Thursday, June 17, 2021

‘Russia May Become First Victim of the Destruction of World Order Putin Seeks,’ Françoise Thom Says

Paul Goble

            Staunton, June 15 -- Françoise Thom, a specialist on Russia at the Sorbonne, says that since the start of this year, Moscow has suffered an increasing number of foreign policy failures, failure that mean “Russia may become the first victim of the destruction of the world order that Vladimir Putin has been promoting.”

            That development may have a profound impact on the succession in the Russian Federation, she says, just as foreign policy issues played such a major role in the demise of the USSR. “When Gorbachev began perestroika in 1985, dissidents in Russia had practically been eliminated by Andropov.” But foreign policy defeats forced Moscow to change.

            These included the installation of Pershing missiles in Europe and the return of the Christian Democrats to power in West Germany. It was those things, Thom says, rather than internal developments that led to Gorbachev’s elevation (desk-russie.eu/2021/06/06/les-revers-de-poutine-et-la-lutte.html; in Russian at graniru.org/Politics/Russia/President/m.281981.html).
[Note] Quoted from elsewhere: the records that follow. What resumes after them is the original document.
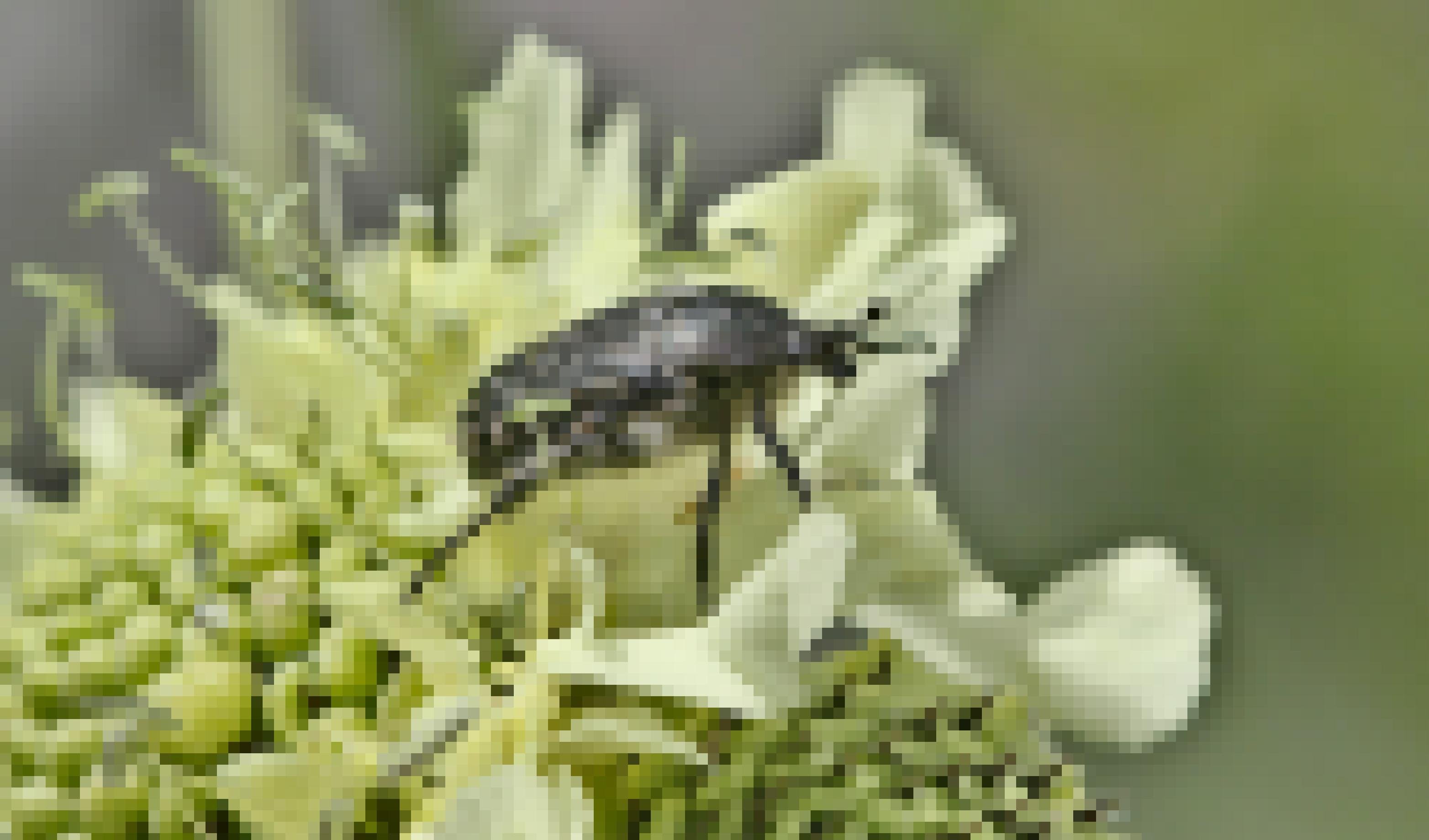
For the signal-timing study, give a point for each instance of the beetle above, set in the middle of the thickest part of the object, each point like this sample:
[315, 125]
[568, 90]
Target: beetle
[678, 366]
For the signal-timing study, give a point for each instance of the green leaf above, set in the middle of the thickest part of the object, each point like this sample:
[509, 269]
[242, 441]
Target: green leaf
[109, 192]
[518, 803]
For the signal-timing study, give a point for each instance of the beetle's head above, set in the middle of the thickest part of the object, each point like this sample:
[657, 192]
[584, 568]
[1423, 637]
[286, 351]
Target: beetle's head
[838, 347]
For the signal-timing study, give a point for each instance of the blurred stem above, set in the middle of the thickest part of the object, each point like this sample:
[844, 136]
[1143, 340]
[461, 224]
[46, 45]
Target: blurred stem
[435, 102]
[248, 72]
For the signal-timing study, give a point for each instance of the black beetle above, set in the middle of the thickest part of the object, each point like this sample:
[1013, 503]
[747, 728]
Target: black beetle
[676, 366]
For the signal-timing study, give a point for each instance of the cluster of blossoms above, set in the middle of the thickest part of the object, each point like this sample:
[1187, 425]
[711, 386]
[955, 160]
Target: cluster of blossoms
[209, 635]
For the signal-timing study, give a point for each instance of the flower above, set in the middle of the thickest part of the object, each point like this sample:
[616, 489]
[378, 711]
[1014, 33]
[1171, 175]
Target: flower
[259, 535]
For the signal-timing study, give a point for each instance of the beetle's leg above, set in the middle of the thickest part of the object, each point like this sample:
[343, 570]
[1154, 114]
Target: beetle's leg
[779, 452]
[707, 516]
[512, 493]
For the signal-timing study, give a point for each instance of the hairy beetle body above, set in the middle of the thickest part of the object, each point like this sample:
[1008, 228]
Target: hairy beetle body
[672, 368]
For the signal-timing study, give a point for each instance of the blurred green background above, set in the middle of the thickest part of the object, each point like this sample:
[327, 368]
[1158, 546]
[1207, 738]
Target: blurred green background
[1211, 326]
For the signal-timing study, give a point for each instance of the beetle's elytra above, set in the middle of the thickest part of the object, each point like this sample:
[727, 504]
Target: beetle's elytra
[672, 368]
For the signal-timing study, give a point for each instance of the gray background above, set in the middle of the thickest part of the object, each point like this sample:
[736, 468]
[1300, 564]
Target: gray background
[1211, 326]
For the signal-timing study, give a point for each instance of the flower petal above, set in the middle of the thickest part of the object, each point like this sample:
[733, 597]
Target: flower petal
[1119, 651]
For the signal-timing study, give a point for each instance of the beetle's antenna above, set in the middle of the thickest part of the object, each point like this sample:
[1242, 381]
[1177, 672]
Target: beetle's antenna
[512, 493]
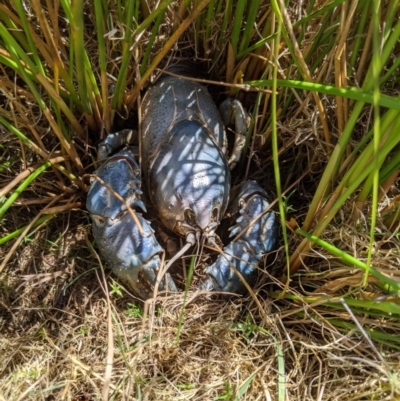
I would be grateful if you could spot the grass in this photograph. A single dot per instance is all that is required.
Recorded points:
(320, 80)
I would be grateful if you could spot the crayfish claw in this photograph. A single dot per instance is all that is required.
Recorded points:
(256, 234)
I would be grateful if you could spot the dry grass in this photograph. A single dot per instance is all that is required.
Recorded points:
(69, 332)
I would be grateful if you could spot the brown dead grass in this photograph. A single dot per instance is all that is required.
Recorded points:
(63, 336)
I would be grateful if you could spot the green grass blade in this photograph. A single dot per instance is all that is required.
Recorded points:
(237, 24)
(18, 232)
(350, 260)
(350, 92)
(21, 188)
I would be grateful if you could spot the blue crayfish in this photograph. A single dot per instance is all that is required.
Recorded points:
(185, 162)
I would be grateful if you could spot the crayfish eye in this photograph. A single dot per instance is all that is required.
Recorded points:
(99, 221)
(214, 215)
(190, 217)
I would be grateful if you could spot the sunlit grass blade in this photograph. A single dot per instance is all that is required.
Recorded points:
(32, 177)
(18, 232)
(129, 39)
(350, 260)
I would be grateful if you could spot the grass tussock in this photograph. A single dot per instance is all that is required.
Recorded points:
(320, 80)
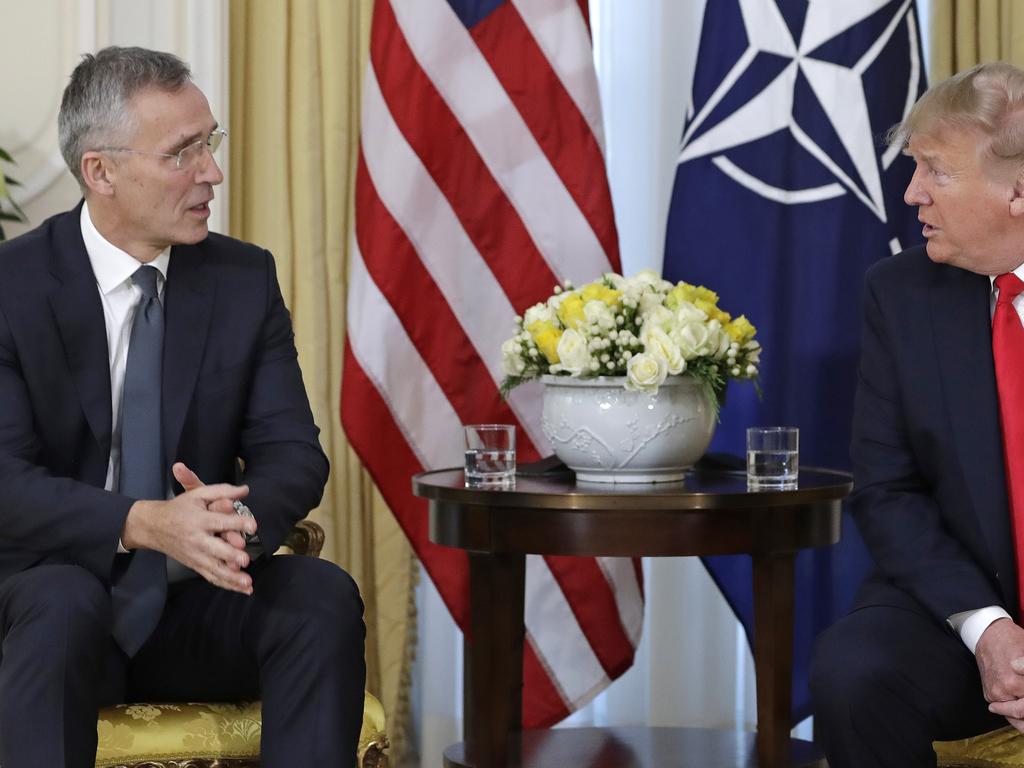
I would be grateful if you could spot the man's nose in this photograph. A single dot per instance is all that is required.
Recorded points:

            If the West continues to oppose Russian operations abroad to promote its influence, then those around Putin will certainly consider eventually replacing him with a very different kind of leader. If the West doesn’t, then “we risk having to deal with a Putinist Russia, with Putin or without him,” the French scholar continues.

                Indeed, she argues, “de-Putinization will be possible only if his [potential] successors experience a failure in his project of transforming Europe into a vassal. Certain countries in Central and Eastern Europe understand that. Let us hope that their example will be followed by the West Europeans who unfortunately understand much less well what is at stake.”

            To make her case, Thom points to Russia’s recent failures in intelligence and influence campaigns both in Europe and in the former Soviet periphery, arguing that those failures are going to play a much larger role in Moscow and the succession struggle than most analysts in the West now allow.

            She points to the unmasking of Russian spies in Germany, Italy, Bulgaria, and Macedonia since the start of 2021 and to the failure of Russian influence operations in the Czech Republic and Slovakia, failures that only highlighted Moscow’s inability to use its Sputnik-5 vaccine to promote its influence.

            Moscow has also been suffering “an erosion of Russian influence” in the Balkans and in the former Soviet space. Balkan countries are turning away from Moscow in small ways and large, and among former Soviet republics, Moscow’s influence not only is declining but being supplanted by outside powers like Turkey.

            Especially troubling from Moscow’s point of view, Thom suggests, is what is happening in the West, where Moldova is now cooperating ever more closely with Romania, a NATO country, and with Ukraine, especially after meetings in Kyiv between Ukrainian and Moldovan officials and the US secretary of state.

            “Some of these events,” Thom argues, “may be connected with a toughening of Washington’s position relative to Moscow in the first weeks of the Biden Administration. “But the weakening of the Kremlin’s influence in neighboring countries and in Russia itself has endogenous causes, connected with the nature of Putin’s regime.”

            Putin’s push for “the nationalization” of Russian history and for Orthodoxy is undermining the influence of the center on non-Russians inside the country and beyond, she says. “The fashion for narrow nationalism, the policy of the fait accompli, and the cult of crude force” does have supporters; but it is alienating more people than it is attracting.